Post the increasingly pervasive narratives of colonisation, globalisation and economic rationalism, have we lost the ability to access the mystic, the fantastical and the uncanny? Culturally based histories have become 'mythologies' and relegated, as co-curator Pita Turei says 'to stories without substance… we lose the original context of those stories, which have evolved from generations of observation, of the experiences of the land, its plants and living things'. Fairy tales have, of course, long been high-jacked by the saccharine regime of Disney Inc.

But alternative narratives still abound, if one knows where to look—mostly sideways, or off in dark corners. Artists, with the potential to subvert, transgress, contradict and resist, can leap boundaries from the literal to the lateral. Artist André Breton's hope for the resolution of the two differing states of dream and reality into 'a kind of reality, a surreality' appears both as hopeful and as useful as it was when he first penned his Manifesto of Surrealism back in 1924, railing against 'the reign of logic'.
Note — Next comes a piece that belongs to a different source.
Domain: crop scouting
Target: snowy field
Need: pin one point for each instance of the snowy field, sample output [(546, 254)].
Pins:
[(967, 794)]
The exhibition 'Who's afraid of the big bad wolf?: mythology, fairytales and the occult' charts some of these alternative paths taken by contemporary artists, at times using existing narrative structures, or in other cases creating their own access routes to the other-worldly. The artists find gaps or passageways through to the uncanny and the unreal, explore the unconscious realms of our minds, and probe and challenge our attachment to the rational at the cost of the fantastical. Like any rupture from the stable to the unstable, there are gaps, overlaps and at times unruly contradictions.